Increasing coordination among federal agencies with respect to USG engagement in standards development is also called for in the strategy, and should have positive ramifications for agency rulemakings with cybersecurity components. Among other things, it should:
– improve the content and consistency of agency technical contributions to international cybersecurity standards;
– increase the likelihood that U.S. agencies adopt the same standards, which would reduce the cumulative costs of compliance for suppliers with respect to rulemakings that incorporate international cybersecurity standards by reference; and
– help NIST in carrying out its responsibilities under the Cybersecurity Enhancement Act to “prevent duplication of regulatory processes and prevent conflict with or superseding of regulatory requirements, mandatory standards, and related processes…”
Lastly, USG coordination with international partners should increase the likelihood that foreign regulators will use the same standards that U.S. regulators do, which will reduce costs for firms that need to comply with rules in multiple jurisdictions.
In his blog, Daniel also noted that the Working Group will work with the private sector to implement the strategy in 2016. The strategy itself stresses the importance of leveraging public-private sector collaboration in standards development for cybersecurity.
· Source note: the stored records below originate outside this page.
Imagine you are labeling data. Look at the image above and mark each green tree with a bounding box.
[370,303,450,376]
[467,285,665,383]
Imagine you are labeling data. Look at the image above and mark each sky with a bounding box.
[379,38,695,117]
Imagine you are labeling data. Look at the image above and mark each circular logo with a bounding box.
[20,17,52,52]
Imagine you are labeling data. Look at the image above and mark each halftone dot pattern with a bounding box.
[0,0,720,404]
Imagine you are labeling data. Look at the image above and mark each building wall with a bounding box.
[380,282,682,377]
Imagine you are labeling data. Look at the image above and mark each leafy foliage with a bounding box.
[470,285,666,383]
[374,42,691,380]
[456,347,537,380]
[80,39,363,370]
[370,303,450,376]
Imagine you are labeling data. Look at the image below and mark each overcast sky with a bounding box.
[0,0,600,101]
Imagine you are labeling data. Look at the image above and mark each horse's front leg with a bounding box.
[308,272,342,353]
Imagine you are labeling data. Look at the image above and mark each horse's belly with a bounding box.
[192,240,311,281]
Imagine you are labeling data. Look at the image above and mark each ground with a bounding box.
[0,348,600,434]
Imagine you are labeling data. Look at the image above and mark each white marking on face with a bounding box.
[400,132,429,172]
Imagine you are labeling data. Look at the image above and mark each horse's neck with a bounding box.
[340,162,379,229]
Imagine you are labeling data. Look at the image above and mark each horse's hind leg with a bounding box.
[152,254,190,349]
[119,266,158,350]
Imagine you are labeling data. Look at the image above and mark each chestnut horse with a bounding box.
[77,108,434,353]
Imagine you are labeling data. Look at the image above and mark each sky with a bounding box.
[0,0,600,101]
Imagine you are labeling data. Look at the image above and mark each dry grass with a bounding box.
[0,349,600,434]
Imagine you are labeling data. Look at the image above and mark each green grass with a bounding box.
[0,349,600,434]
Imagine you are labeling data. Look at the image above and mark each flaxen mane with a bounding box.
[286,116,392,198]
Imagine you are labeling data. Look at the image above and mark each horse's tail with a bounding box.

In 2016, we plan to reach out to stakeholders for ideas, including on how to: improve coordination with the private sector and international partners, maintain USG awareness of relevant developments in the international cybersecurity standards ecosystem, set priorities for federal engagement in the development of international cybersecurity standards, and use standards as a tool to help prevent cybersecurity-related regulatory conflict and duplication in the United States.
Jeff Weiss is Senior Advisor for Standards and Global Regulatory Policy to U.S. Secretary of Commerce Penny Pritzker. He is also co-chair of the International Trade and Customs Committee of the ABA’s Section of Administrative Law and Regulatory Practice and chair of the International Cybersecurity Standards Working Group, and formerly served as the Associate Administrator of OIRA.